Os Estudos eram regidos pelo Chinito, que entrou a coxear, uma antiga maleita ganha na Primeira Grande Guerra, cujos gases o tinham tornado num professor com mau feitio, que distribuía reguadas por “dá-cá-aquela-palha”. Reparou que as luzes brancas, suspensas do teto, rodopiavam e, por breves momentos, ficou a olhar para os globos. De seguida dirigiu-se para as janelas abertas e fechou-as, sentando-se na secretária para atender um aluno que o esperava com um caderno na mão. Olhou para cima e, qual não foi o seu espanto, quando viu de novo os globos em movimento.

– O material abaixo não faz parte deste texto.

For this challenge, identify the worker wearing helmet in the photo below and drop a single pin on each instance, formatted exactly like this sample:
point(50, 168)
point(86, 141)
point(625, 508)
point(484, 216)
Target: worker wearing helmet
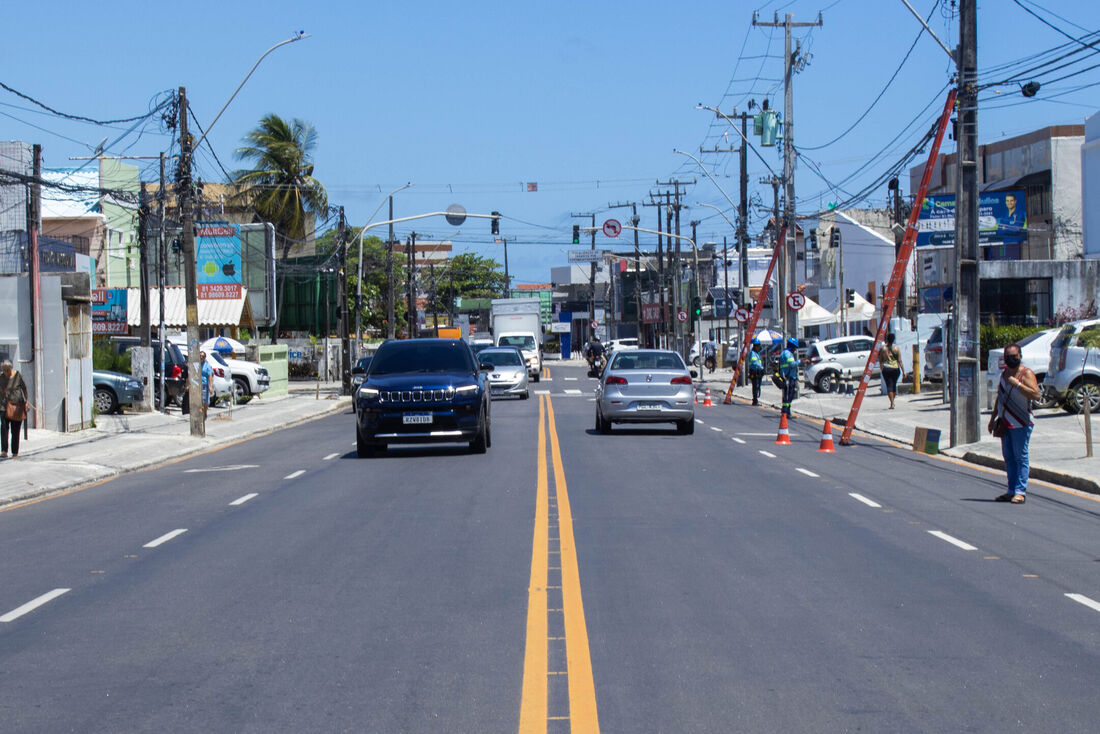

- Um tremor de terra, chefe de turma, sentiu o edifício a tremer?
- Não meu capitão!
O Chinito estava nervoso, levantou-se, saiu da sala e foi perguntar ao sargento. Ninguém sentira nada, mas no entanto os globos moviam-se furiosamente.
- Eu não acredito em fantasmas - gritou, - tem de haver uma explicação.
A turma ria-se, o regente sentia-se impotente, andava na sala de um lado para o outro, até que tropeçou num fio transparente, que descia do teto pelo fundo da sala, passava as carteiras e acabava no posto do comando, a mesa do Engenhoso, que tentou uma fuga, mas foi de imediato agarrado pelo oficial, que o levou para o estrado, deu-lhe as reguadas da praxe, e saiu com ele da sala. A aula de português do Murgalho decorria com normalidade, debitava a matéria e fumava, até que surgiu na janela da porta, uma invenção do Cobras para poder controlar as aulas, a cara do director. Entrou e sentou-se na primeira fila, ao mesmo tempo que o docente escondia o cigarro no bolso das calças, prosseguindo com a lição. Primeiro estranhou-se, depois o cheiro a queimado entranhou-se, e quando o professor começou a gritar de dor, ao mesmo tempo que retirava um lenço a arder do bolso o director saiu sem pronunciar qualquer palavra. Anos mais tarde, nos anos setenta, a cena repetiu-se, também na mesma disciplina, com o professor Ferrari, que escondeu o Kart no mesmo sítio, mas controlado pela mão que permaneceu no bolso o resto da aula.